“I cannot accept that a large part of the cultural heritage of several African countries stays in France,” said French President Macron 5 years ago
In November 2017, at the dawn of his first term, French President Emmanuel Macron made a commitment, in front of 800 students in the West African country of Burkina Faso.
Macron’s promise still carries a very particular importance today, since it aimed to return works looted from Africa during the colonial period.
“African heritage must be exhibited in Africa,” said Macron, adding: “I cannot accept that a large part of the cultural heritage of several African countries remains in France.”
“Within five years, the conditions will be met for temporary or definitive restitution of African heritage in Africa,” he pledged.
That was five years ago.
To assess the situation, in 2018 Macron appointed two experts to study and deliver their recommendations on restitution of the African works.
They are Benedicte Savoy, art historian and member of the College of France, and Felwine Sarr, a Senegalese writer and academic, who were appointed to examine the conditions under which the works could be repatriated and protected in the countries they belong to.
But five years later, it seems that the restitution process, which requires a legislative basis, remains very complex, so that only a few works have been returned to their African homes.

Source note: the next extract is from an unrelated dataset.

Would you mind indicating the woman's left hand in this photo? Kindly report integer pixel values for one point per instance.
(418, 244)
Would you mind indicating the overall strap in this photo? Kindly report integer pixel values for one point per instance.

To date, no fewer than 90,000 objects belonging to Africa are still held by French public museums, according to a study by French daily Le Monde.
Last December, France’s Parliament passed a law relating to the restitution of cultural property to the nations of Benin and Senegal, which allowed the two countries to recover 26 works of the Abomey treasure, requested by Benin, and the sword known as the El Hadj Omar Tall and its scabbard by Senegal.
The Djidji Ayokwe, an emblematic drum of a local tribe, has long been requested by Ivory Coast and is currently being restored before its return to the town of Abidjan.
For its part, the crown of Ranavalona III, the last queen of Madagascar, was returned to Antananarivo in November 2020, but without the law necessary to formalize its restitution and therefore without any official legal framework.
Mali, Chad, and Ethiopia are still trying to claim several thousand works which are mostly on display at the Quai Branly Museum in Paris.
A report submitted to Macron in November 2018, written by Savoy and Sarr, states that 85% to 90% of Africa’s heritage still lies outside the continent.
Paris’ Quai Branly Museum is naturally the most concerned, because of its 70,000 works on display, two-thirds were acquired between 1885 and 1960, and are therefore potentially part of a theft of heritage.
But beyond the works of art, there are other “objects” that are held by France thanks to very questionable historical procedures.
The most recent emblematic case is undoubtedly the skulls of Algerian resistance fighters exhibited at the Musée de l’Homme in Paris, 24 of which were returned to Algiers in July 2020.
The official request for their return, issued by Algerian authorities in December 2017, managed to succeed thanks to the meticulous work of archaeologist and Algerian historian Ali Farid Belkadi.
The researcher identified 68 skulls that belonged to Algerian anti-colonial fighters in the famous museum located in the heart of Trocadero in Paris. That was in 2011.
French authorities had the habit, in colonial times, of sending to Paris the decapitated heads of those they considered enemies, to store them, like war trophies.
Ali Farid Belkadi took the initiative to write a petition demanding “the repatriation to Algeria of the mortal remains of Algerian resistance fighters kept in French museums.”
Among the mummified heads are the skulls of Mohamed Lamjad Ben Abdelmalek, known as Cherif “Boubaghla,” Sheikh Bouziane, leader of the Zaatcha revolt, along with Moussa El-Derkaoui and Si Mokhtar Ben Kouider Al-Titraoui, said the petition.
But last October, an investigation by the New York Times revealed that of the 24 skulls, only six could be formally identified as belonging to Algerian resistance fighters, casting doubt on the nature of the other human remains returned to Algeria.
Five years after his promise, Emmanuel Macron appears to be far from the goal he set for himself, namely, the return of African property to their continent of origin.